Stromnetze halten den Ausbauplänen nicht stand
So weit, so gut. Doch der Bundeskanzler und seine Ministerinnen und Minister wissen sehr wohl, dass der reine Aus- und Zubau etwa an den norddeutschen Küsten oder den deutschen Mittelgebirgen wenig nutzt, wenn der auf diese Weise produzierte Ökowindstrom nicht auch über starke Netze in den windarmen Süden der Republik nach Bayern oder Baden-Württemberg transportiert werden kann. Dort vor allem residieren die großen Industrieunternehmen und damit Energieverbraucher.

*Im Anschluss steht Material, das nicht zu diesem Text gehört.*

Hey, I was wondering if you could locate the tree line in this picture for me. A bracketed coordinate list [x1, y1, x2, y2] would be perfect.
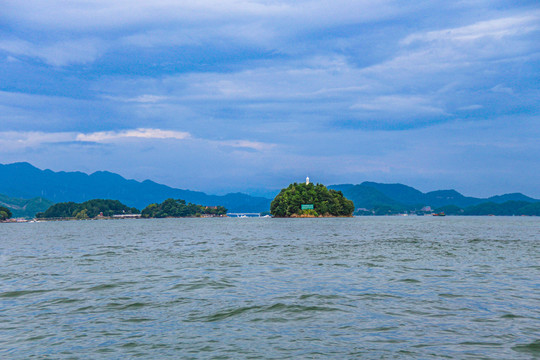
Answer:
[0, 206, 13, 220]
[270, 183, 354, 217]
[141, 199, 227, 218]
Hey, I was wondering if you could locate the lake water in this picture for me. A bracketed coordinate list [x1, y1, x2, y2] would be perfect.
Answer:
[0, 216, 540, 359]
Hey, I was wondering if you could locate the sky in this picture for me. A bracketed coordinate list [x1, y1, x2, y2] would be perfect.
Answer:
[0, 0, 540, 198]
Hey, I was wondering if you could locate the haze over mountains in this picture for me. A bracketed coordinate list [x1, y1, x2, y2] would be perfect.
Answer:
[329, 181, 540, 209]
[0, 163, 271, 212]
[0, 163, 540, 217]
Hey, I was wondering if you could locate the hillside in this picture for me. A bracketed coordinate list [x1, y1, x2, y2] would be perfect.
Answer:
[0, 163, 271, 212]
[270, 183, 354, 217]
[0, 194, 53, 218]
[329, 182, 540, 214]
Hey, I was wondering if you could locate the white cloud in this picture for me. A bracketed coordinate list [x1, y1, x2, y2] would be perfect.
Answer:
[75, 129, 191, 142]
[0, 128, 276, 151]
[351, 95, 444, 116]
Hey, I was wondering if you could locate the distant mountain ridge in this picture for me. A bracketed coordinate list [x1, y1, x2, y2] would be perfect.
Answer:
[0, 194, 53, 218]
[0, 162, 540, 216]
[0, 162, 271, 212]
[329, 181, 540, 209]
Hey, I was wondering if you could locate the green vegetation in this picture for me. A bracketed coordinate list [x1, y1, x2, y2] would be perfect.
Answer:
[0, 194, 54, 218]
[36, 199, 139, 220]
[464, 201, 540, 216]
[0, 206, 13, 220]
[141, 199, 227, 218]
[270, 183, 354, 217]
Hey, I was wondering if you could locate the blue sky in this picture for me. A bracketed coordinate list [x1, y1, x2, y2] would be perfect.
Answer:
[0, 0, 540, 197]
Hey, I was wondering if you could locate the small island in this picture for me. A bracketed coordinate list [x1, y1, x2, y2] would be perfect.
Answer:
[34, 199, 227, 220]
[270, 178, 354, 217]
[141, 199, 227, 218]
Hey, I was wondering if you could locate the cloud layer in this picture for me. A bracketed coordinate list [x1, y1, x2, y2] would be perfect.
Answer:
[0, 0, 540, 196]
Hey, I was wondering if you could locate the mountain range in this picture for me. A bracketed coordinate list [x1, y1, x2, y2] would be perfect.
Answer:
[0, 162, 540, 216]
[0, 162, 271, 212]
[329, 181, 540, 210]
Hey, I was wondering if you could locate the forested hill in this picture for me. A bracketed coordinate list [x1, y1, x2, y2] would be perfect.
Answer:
[0, 193, 53, 218]
[328, 181, 540, 209]
[0, 163, 271, 212]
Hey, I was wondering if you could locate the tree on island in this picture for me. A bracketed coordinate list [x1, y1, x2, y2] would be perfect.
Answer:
[270, 183, 354, 217]
[36, 199, 139, 220]
[0, 206, 13, 220]
[141, 199, 227, 218]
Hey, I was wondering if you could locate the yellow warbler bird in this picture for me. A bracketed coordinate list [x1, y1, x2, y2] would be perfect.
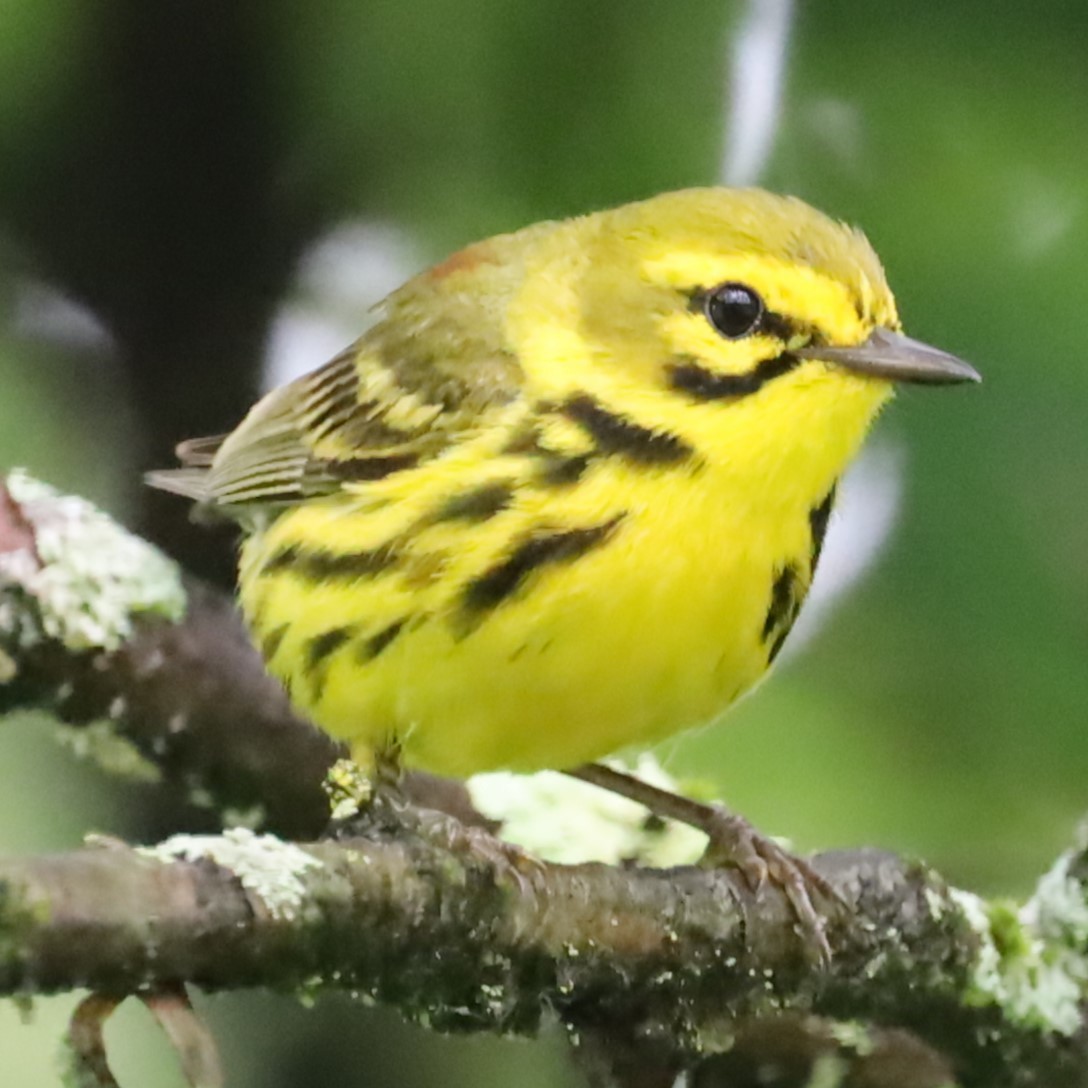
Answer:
[152, 188, 978, 892]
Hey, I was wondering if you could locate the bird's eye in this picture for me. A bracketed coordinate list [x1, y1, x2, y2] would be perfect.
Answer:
[704, 283, 763, 339]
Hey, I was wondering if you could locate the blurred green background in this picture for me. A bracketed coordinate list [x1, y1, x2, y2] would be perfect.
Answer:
[0, 0, 1088, 1088]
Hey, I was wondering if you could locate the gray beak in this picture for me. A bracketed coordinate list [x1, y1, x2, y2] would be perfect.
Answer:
[790, 326, 982, 385]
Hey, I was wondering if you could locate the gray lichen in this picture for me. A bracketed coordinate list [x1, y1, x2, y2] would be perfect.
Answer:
[138, 827, 321, 922]
[0, 469, 185, 657]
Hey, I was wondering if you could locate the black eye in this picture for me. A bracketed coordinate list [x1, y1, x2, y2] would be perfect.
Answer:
[705, 283, 763, 339]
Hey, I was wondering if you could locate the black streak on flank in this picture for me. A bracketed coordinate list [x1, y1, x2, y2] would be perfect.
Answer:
[261, 623, 289, 662]
[667, 354, 801, 400]
[432, 480, 514, 521]
[763, 564, 798, 642]
[559, 394, 693, 465]
[463, 514, 623, 616]
[763, 564, 805, 665]
[305, 627, 356, 672]
[808, 484, 836, 577]
[263, 544, 400, 582]
[359, 619, 408, 662]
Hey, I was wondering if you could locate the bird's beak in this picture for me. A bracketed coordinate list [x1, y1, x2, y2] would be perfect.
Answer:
[790, 326, 982, 385]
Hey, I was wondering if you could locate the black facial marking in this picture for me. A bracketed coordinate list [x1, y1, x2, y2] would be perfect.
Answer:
[666, 354, 801, 400]
[808, 484, 837, 577]
[264, 544, 400, 582]
[432, 480, 514, 521]
[359, 618, 408, 662]
[462, 514, 623, 618]
[559, 393, 693, 465]
[304, 627, 356, 671]
[704, 283, 764, 339]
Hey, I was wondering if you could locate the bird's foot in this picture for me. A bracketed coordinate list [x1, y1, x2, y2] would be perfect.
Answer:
[700, 805, 845, 964]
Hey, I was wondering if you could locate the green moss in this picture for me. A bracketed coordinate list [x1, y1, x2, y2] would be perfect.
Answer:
[57, 719, 162, 782]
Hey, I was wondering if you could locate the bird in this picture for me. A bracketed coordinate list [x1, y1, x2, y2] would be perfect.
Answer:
[150, 187, 979, 935]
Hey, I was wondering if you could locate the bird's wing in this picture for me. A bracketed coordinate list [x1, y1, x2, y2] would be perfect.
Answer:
[148, 313, 521, 517]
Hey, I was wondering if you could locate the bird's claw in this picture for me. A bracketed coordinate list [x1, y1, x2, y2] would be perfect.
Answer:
[701, 809, 845, 964]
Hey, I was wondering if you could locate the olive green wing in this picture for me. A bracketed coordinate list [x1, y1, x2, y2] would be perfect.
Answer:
[148, 327, 521, 518]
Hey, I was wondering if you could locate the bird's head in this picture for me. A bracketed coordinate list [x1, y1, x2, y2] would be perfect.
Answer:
[510, 188, 978, 422]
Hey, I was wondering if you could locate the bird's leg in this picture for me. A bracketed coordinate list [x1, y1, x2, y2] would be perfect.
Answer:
[567, 763, 842, 961]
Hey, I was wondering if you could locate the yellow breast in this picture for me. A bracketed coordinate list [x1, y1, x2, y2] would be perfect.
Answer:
[242, 361, 887, 776]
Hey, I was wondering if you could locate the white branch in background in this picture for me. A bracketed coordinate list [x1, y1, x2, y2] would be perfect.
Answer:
[721, 0, 793, 185]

Der Netzausbau in Deutschland aber stockt. Hinzu kommt, fast noch schlimmer, dass die vorhandene Netzinfrastruktur ausgesprochen analog gemanagt wird. Heute ist die Transparenz über die Auslastung der Netze, insbesondere in der Niederspannung, häufig gering. Aufgrund unübersichtlicher IT-Strukturen laufen zudem viele Prozesse bei Netzbetreibern manuell ab und verursachen hohen Arbeitsaufwand. Für eine weiter fortschreitende Energiewende müssen die Prozesse stärker digitalisiert und automatisiert werden.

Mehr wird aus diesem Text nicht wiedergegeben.